Libya’s premier under fire for reported role in normalisation with Israel

Libya’s internationally recognised prime minister has come under scrutiny for his reported role in attempting to normalise relations with Israel, analysts have said, with some calling for his dismissal.

Abdul Hamid Dbeibah, the head of the Tripoli-based Government of National Unity (GNU), sacked Foreign Minister Najla al-Mangoush after her meeting with her Israeli counterpart Eli Cohen in Rome last week was leaked to the media.

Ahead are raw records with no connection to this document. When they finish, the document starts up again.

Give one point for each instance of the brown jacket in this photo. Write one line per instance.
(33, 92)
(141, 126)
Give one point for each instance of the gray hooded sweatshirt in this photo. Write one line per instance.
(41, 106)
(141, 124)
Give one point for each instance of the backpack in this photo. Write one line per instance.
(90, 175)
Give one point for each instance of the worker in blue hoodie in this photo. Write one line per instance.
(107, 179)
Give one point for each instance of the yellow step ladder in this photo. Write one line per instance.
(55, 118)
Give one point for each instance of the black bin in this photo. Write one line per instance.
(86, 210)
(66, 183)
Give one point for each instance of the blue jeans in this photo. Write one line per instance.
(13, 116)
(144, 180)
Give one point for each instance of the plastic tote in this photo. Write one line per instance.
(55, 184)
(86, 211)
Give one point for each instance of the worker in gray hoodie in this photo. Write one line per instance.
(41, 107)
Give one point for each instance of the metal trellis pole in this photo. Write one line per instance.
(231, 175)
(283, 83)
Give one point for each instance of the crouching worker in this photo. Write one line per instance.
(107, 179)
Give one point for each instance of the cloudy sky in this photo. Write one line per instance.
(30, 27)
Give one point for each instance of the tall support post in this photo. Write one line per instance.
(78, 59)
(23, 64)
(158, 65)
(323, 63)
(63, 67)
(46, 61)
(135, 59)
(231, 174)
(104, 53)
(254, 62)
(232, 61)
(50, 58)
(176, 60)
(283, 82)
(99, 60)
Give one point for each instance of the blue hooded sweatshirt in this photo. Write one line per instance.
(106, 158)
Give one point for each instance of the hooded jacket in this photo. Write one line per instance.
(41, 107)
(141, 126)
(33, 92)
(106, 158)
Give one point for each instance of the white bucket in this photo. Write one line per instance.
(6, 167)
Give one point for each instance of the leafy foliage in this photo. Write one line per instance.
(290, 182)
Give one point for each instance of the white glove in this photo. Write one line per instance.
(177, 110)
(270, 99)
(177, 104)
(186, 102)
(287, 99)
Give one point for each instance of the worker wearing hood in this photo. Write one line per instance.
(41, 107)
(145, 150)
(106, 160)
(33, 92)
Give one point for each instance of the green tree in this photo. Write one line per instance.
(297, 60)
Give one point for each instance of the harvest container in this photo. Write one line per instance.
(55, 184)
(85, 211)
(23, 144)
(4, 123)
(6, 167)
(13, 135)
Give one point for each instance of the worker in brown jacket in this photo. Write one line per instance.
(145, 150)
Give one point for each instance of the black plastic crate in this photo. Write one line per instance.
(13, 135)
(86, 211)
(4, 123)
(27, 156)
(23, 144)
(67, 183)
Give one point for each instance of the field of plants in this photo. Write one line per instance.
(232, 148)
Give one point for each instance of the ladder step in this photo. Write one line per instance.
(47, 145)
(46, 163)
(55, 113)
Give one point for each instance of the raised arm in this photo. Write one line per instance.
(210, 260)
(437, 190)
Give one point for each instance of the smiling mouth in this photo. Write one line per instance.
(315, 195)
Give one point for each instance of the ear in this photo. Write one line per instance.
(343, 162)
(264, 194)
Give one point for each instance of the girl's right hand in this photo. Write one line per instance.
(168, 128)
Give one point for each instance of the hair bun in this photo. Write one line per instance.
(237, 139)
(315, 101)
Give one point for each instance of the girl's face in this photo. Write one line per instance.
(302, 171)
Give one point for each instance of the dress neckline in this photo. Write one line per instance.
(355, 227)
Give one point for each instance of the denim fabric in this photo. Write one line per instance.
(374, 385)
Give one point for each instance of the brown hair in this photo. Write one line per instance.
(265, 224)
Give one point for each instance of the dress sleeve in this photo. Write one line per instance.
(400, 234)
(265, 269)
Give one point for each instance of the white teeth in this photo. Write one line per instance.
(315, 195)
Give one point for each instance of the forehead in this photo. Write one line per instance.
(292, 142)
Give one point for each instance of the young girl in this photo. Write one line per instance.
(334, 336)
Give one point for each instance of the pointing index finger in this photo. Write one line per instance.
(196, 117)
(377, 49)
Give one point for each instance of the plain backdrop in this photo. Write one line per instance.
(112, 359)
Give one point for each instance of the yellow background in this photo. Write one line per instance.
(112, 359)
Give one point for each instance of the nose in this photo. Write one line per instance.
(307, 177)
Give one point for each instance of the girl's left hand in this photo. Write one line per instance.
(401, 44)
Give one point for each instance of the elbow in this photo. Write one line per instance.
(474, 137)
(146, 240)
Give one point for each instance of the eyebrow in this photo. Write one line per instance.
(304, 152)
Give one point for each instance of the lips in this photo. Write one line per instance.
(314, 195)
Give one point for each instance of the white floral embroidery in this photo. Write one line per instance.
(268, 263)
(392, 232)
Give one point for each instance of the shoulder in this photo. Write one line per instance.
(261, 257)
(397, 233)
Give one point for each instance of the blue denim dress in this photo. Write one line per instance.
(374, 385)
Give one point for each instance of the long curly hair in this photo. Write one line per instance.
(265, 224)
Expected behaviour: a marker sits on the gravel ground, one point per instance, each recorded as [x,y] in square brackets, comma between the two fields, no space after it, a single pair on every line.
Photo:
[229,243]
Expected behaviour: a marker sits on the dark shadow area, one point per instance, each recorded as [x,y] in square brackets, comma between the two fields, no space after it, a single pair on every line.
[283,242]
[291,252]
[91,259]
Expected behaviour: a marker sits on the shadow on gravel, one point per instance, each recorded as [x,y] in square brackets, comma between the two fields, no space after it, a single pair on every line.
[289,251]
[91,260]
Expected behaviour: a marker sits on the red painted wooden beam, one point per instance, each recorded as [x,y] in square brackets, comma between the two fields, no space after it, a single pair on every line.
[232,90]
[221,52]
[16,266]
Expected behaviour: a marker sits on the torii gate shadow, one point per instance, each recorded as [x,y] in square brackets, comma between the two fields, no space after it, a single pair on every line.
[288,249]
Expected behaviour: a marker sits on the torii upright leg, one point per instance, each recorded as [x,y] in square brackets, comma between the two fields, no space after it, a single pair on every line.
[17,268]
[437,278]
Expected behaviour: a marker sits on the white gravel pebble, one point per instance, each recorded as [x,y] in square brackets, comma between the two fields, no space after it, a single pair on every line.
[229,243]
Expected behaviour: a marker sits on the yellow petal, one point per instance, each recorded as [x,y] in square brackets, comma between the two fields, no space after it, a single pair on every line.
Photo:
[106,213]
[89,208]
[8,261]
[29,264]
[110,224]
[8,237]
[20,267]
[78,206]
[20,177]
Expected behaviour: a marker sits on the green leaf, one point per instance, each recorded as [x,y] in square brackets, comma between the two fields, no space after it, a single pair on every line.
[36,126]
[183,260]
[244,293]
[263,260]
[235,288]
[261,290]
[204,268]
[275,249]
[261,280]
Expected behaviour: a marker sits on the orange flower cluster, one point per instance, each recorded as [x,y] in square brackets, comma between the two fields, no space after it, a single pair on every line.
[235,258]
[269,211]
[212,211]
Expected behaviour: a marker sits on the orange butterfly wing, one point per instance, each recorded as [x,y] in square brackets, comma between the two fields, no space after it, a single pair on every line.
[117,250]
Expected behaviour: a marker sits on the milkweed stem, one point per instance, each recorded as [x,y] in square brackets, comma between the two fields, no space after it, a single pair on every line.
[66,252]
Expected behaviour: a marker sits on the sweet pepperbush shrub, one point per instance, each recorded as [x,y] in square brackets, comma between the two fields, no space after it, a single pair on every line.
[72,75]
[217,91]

She has since fled the country.On Sunday evening, a statement from the Israeli foreign ministry said al-Mangoush and Cohen had discussed ways to have “great relations” between their nations.

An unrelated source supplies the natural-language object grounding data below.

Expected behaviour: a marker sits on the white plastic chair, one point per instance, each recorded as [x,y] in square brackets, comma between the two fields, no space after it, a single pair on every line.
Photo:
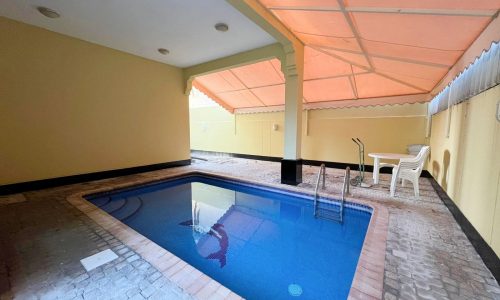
[409,169]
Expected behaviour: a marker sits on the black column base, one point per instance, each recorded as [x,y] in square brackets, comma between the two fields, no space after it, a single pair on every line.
[291,171]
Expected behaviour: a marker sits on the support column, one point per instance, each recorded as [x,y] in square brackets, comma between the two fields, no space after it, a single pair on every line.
[293,69]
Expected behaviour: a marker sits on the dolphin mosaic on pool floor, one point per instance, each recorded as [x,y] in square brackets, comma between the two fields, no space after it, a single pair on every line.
[43,239]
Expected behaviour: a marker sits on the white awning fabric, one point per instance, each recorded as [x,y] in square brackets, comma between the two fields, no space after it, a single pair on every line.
[482,74]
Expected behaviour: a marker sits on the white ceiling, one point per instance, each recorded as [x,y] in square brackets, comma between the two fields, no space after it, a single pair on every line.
[185,27]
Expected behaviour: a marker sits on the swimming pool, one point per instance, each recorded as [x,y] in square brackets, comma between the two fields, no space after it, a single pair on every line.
[257,242]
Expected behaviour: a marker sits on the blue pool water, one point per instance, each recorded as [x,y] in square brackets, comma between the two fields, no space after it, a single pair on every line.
[258,243]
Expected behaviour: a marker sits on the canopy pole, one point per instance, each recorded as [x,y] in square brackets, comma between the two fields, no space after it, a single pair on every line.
[293,69]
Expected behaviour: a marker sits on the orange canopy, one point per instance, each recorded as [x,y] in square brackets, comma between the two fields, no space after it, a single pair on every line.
[359,49]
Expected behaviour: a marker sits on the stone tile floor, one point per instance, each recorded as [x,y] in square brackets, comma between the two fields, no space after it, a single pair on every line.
[43,239]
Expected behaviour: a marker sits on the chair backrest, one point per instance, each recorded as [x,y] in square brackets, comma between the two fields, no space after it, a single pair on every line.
[416,163]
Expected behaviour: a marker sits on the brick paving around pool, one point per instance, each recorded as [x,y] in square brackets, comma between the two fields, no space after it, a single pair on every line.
[43,238]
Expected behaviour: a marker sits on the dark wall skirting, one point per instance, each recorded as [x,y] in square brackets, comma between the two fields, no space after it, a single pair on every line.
[489,257]
[59,181]
[328,164]
[291,171]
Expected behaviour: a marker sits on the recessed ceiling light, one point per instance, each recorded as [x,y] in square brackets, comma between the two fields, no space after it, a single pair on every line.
[163,51]
[49,13]
[221,27]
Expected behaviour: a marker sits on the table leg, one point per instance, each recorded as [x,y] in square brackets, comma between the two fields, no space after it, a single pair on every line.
[376,162]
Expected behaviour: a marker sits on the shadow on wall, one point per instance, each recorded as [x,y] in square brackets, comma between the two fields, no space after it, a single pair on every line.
[446,167]
[435,169]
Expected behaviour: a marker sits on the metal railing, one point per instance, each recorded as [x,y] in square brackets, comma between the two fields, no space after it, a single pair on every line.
[322,171]
[345,191]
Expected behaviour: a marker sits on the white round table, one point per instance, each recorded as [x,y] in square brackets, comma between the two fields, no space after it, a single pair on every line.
[389,156]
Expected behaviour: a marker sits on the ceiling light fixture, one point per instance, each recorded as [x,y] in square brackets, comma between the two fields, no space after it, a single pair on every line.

The meeting sparked protests Sunday night in Tripoli and other cities, with demonstrators blocking roads with burning tyres and waving Palestinian flags.

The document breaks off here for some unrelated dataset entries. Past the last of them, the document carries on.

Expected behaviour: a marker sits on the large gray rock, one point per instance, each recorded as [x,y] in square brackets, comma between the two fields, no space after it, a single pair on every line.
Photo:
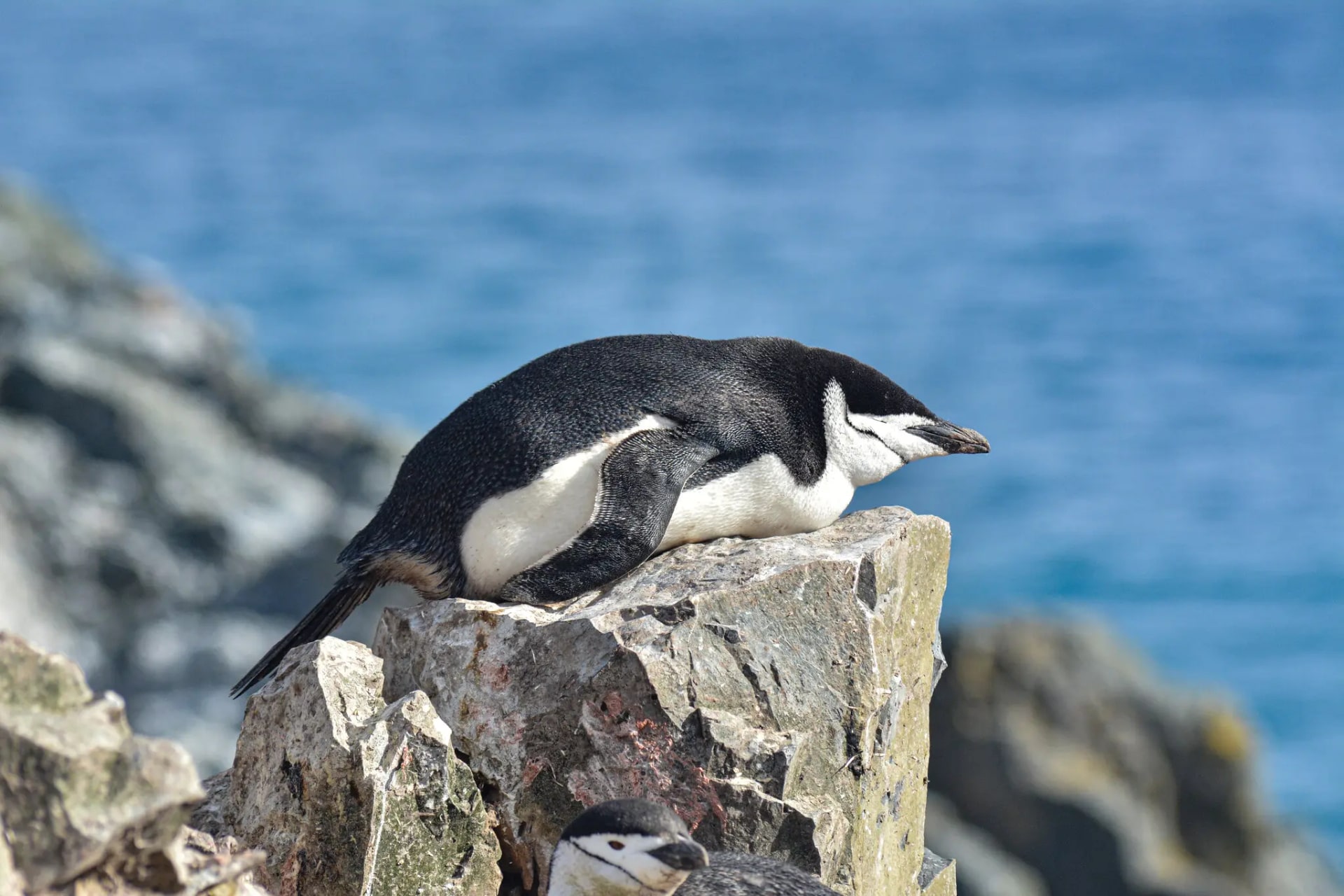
[166,511]
[349,794]
[1075,762]
[774,692]
[85,804]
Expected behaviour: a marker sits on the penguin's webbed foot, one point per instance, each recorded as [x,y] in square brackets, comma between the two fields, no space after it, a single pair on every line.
[524,589]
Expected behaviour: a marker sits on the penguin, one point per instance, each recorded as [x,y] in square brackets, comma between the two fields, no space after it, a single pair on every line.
[638,848]
[575,468]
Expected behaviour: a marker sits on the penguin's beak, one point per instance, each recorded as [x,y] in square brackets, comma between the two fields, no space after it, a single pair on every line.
[953,440]
[683,855]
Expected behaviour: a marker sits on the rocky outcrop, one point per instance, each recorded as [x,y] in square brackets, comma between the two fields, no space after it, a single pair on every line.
[350,794]
[85,805]
[166,511]
[1066,767]
[774,692]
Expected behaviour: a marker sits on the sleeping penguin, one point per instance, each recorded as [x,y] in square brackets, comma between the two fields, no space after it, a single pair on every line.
[638,848]
[578,466]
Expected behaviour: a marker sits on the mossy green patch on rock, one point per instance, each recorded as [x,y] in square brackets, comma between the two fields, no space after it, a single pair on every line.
[351,796]
[38,681]
[773,691]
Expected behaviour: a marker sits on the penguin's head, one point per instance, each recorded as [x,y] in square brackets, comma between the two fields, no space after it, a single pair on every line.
[624,848]
[875,428]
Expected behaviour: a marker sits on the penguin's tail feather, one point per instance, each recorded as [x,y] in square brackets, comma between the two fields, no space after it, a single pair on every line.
[351,590]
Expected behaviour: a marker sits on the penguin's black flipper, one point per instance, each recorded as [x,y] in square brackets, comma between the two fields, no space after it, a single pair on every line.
[641,482]
[351,590]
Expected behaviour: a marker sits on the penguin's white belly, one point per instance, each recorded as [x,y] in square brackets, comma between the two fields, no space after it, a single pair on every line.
[514,531]
[758,500]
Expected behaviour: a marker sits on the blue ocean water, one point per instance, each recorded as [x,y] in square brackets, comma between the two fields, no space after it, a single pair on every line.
[1108,235]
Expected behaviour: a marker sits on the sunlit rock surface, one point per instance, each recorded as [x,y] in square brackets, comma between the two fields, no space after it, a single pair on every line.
[349,794]
[85,805]
[166,510]
[774,692]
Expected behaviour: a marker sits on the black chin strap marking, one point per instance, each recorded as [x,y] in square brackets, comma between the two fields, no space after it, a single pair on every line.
[641,884]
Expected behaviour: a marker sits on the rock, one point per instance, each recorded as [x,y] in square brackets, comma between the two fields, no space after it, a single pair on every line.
[774,692]
[349,794]
[983,868]
[1073,761]
[937,876]
[185,507]
[85,805]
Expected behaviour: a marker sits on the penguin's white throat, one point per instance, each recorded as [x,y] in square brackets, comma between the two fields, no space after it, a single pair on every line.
[596,869]
[867,448]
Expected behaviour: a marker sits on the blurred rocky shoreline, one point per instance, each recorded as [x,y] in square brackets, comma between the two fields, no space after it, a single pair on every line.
[167,510]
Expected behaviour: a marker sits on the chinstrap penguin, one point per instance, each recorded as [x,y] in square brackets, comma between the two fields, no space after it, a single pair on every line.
[638,848]
[575,468]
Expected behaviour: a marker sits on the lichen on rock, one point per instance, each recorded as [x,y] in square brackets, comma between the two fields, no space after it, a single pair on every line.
[85,805]
[349,794]
[774,692]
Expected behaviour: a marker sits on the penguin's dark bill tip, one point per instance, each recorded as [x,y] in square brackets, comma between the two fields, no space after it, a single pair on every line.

Libya’s rival parliament in the east, which rejects the GNU, said on Sunday it would hold hearings into the meeting while the Tripoli-based Presidency Council asked Dbeibah for clarification and the High State Council, another important body, condemned it.

Scapegoat?
Under a 1957 law in Libya, it is illegal to have formal relations with Israel. Analysts say al-Mangoush has taken the fall for decisions made by Libya’s rival leaders, linking the meeting with the United States’s efforts to pressure more Arab countries to normalise ties with Israel.

Libya expert Anas El Gomati of the Sadeq Institute said Dbeibah, his rival military strongman Khalifa Haftar and the eastern-based parliament that backs him “have used Libya’s first female foreign minister as the fall person for decisions they all partook in”.

“It’s not about politics, it’s blatant scapegoating,” El Gomati told AFP.Last January, Dbeibah met with US CIA director William Burns in Tripoli to discuss normalising relations with Israel, two Libyan officials told The Associated Press.

He gave initial approval for joining the US-brokered Abraham Accords but was concerned about public backlash in a country known for its support for the Palestinian cause, one of the officials said.Omar Turbi, a former adviser to Libya’s transitional government after the overthrow of Muammar Gaddafi, said: “Dbeibah needs to go and he knows that he’s been under pressure in the last couple of weeks.”

Dbeibah is “squarely responsible” for the meeting, Turbi said, adding that the PM had met with the Israeli Mossad even before speaking to Burns, and “continued to do so with frequency”.

“The US should have better sense than trying to normalise a relationship between Libya and Israel,” he told Al Jazeera, describing Libya as “dysfunctional”.